With the budget crisis postponed for a week and the runoff for the French elections next Sunday, this week would be a do over for our prior week.
The week of April 17th to the 21st was lackluster with the S&P hitting a two-month low at 2,330 and the Dow falling to 20,400. Last week those results were completely reversed with two days of short covering that lifted the indexes to their recent highs. The coming week could be less than enthusiastic given all the headlines on the calendar but we can always hope for a repeat of last Monday if Macron wins the runoff in France.
Le Pen is gaining on Macron and she joined forces with a prior right wing candidate that received 4.7% of the vote in the primary election. This could help increase her acceleration and bring her closer to the leader. If the polls are within 2-3% of each other by Friday, we can expect another market swoon on the possibility of a disruptor winning the election. If Macron pulls out the victory we could see another short squeeze. If Le Pen happens to win, we could see a massive dip as the European markets collapse.
The budget fiasco is in full swing with the House/Senate sending a bill to the president for a one-week extension in government funding. The new deadline for a government shutdown is midnight next Friday. If we get to Thr/Fri and there is no agreement and headlines are heating up, I would expect the market to fade into the shutdown potential. However, just as I was typing that last sentence, I received a news alert that lawmakers have agreed to a compromise to fund the government through September. Futures spiked from -2 to +2 so apparently others received the same news. This would be market positive for Monday if it is true. Right now, it is an unconfirmed "senior staffer" rumor.
This is also a Fed meeting week. They are not expected to hike rates but they could disclose more details on how they plan to unwind the $4.5 trillion Fed balance sheet. This could be more destructive to the market than a rate hike.
The payroll numbers on Friday will be anti climatic since the Fed meeting will be over. This puts less importance on the actual number but we still need to see some decent growth.
The various economic reports during the week are not normally market movers by themselves but taken together we could see some direction. The Citigroup Surprise Index has been falling sharply the last couple weeks because of headline misses on numerous economic reports. If that continues it could cause a decline in equities and further buying in bonds.
The earnings calendar is busy but the size of companies reporting has decreased. There are more than 120 S&P companies reporting this week after 194 last week. The highlights are Apple, Facebook, Tesla and Activision.
The S&P spiked to resistance at 2,388 on Tuesday and held there the rest of the week until a closing fade on Friday. That resistance level is solid and we may need a material catalyst to punch through to new highs. I see nothing on the horizon to be that catalyst. Just getting through 2,388 still leaves the round number problem at 2,400. With earnings peaking and the sell in May cycle starting this week, the path of least resistance is down unless we get a headline bounce.

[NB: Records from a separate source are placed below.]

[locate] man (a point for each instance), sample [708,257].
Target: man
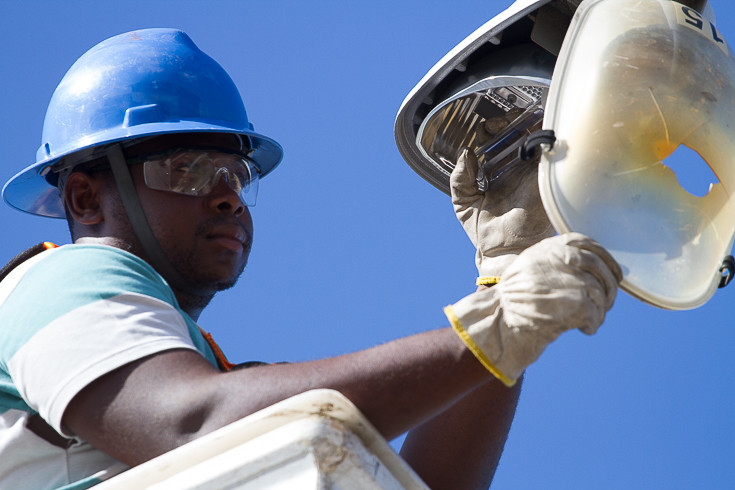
[149,154]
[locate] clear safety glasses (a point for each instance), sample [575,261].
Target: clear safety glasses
[492,118]
[197,172]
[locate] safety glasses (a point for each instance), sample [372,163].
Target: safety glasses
[197,172]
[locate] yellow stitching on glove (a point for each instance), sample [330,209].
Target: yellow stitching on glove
[474,348]
[486,281]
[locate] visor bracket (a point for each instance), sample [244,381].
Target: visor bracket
[528,150]
[727,270]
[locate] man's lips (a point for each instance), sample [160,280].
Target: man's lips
[233,237]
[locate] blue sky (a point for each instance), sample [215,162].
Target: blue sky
[353,249]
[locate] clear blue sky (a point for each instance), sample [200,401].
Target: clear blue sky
[353,249]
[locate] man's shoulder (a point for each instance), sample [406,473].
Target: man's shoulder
[92,264]
[81,274]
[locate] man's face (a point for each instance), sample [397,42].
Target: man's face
[207,238]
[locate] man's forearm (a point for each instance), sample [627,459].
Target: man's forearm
[461,447]
[397,386]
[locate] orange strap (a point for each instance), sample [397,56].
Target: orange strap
[224,364]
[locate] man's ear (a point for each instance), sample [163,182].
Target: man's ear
[83,198]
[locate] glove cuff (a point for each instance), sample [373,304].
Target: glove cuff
[471,325]
[487,281]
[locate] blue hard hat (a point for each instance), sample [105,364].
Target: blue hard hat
[135,85]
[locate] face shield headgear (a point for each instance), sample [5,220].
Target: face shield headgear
[487,94]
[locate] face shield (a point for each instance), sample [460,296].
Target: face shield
[487,94]
[635,80]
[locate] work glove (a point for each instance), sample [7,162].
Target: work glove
[561,283]
[503,221]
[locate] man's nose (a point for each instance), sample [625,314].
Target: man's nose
[224,199]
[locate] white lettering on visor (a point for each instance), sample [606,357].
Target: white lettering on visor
[634,82]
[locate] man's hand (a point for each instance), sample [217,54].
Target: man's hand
[501,222]
[561,283]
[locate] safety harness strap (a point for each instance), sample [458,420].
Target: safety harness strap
[23,256]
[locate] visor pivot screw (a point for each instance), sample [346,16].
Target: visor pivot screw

The Dow had the same problem with 21,000 as the S&P did with 2,388. This resistance is solid and the Dow is very extended after the short squeeze early in the week. In theory, the Dow should retrace some of the gains before making a new run at a new high. Theory never seems to work in practice because of random headlines that void a technical argument. If we do see a decline, the prior resistance at 20,750 would be a good place for a rebound.
The Nasdaq is the market beast. Both Nasdaq indexes made new highs last week and neither showed any material indications of a potential decline. Both are unsupported and both are nearing long-term uptrend resistance. There will be another bout of profit taking sometime this year. I hope I do not run out of patience before it happens. Once Apple and Facebook report, all the big cap tech stocks will be done and post earnings depression "should" appear. I fully expect those short squeeze gaps to be filled.
The small caps reversed some strong gains on Friday. After being up 75 points over the last 8 days the Russell fell -1.2% on Friday. Hopefully this was just a profit taking blip rather than the start of a new leg lower.
I would continue to be cautious until we have a decent bout of profit taking. Call me crazy but I am seeing the potential for a double top on the Dow and S&P charts. Obviously, it is not a double top until suddenly it is. That could be the perfect start of the sell in May cycle and the summer doldrums.
With the market optimism at extreme levels, we could just continue higher. I think it would be a fight for every point but the Nasdaq just showed it how it is done.
Keep some cash on hand in case a buying opportunity appears.